1- A player performs an action

2- The action results in an effect

3- The player receives feedback

4- Armed with additional knowledge, the player performs more actions.

  • Jesse Schell’s DICE 2010 speech (Design, Innovate, Communicate, Entertain)

http://www.g4tv.com/videos/44277/dice-2010-design-outside-the-box-presentation/

Jesse Schell presents an exaggerated yet possible outcome of over-gamification. He talks of a world where taking the bus to work will earn you government point that will be deducted from your taxes, a world where we get rewarded for our consumption, where our data is not for sale.

  1. REMtertainment.

  2. Digital Tatoos, human billboards.

  3. Government Bus.

  4. Talking objects – Cornflake Box, Toothbrush, Coca Cola Can.

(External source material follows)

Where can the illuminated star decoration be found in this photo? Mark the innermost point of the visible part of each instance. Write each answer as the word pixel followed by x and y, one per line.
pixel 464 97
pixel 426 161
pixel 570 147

  • Google uses a currency called Goobles to regulate the usage of server resources, which can be easily used up within the company. Goobles can also be employed for knowledge asset purposes as employees can use them to bet on market predictions.

  • Microsoft also implements games to train employees and boost productivity and morale within the company. Their consumers also get to play games as they learn to use the features of Microsoft Office.

  • Repair tech specialists at Canon use a drag and drop computer simulation to assemble parts onto a virtual copy system.

Japanese engineers at Lexus use a sophisticated computer simulation software for testing the safety of their vehicles.

  • Target uses game design to help cashiers improve their average speed per transaction. The interface of this technology is included on cash register screens. According to the company, 88% of transactions regularly meet appropriate speed standards. Employees are motivated to enhance their efficiency since scores have an impact on their salaries and promotions.

  • Fold It: Participants come up with different ways to fold proteins. The results are then scored and by scientists to see which ones have the potential to create the strongest impact in real life situations.

 

  • Galaxy Zoo: Players collaborate to classify astronomical objects like planets, stars, and solar systems. When the game was first designed, it was estimated that it would take a year to classify a million objects. But in fact it took a day to classify 50 million objects.

 

  • Eye Wire: MIT developed this game to enable participants to map retinal connections and collate information to help scientists learn more about visual perception.

 

  • Ancient Lives: Players help to decode ancient texts from Egypt.

 

  • Whale FM  Oceanologists listen to sounds made by orcas and match them to similar sounding calls.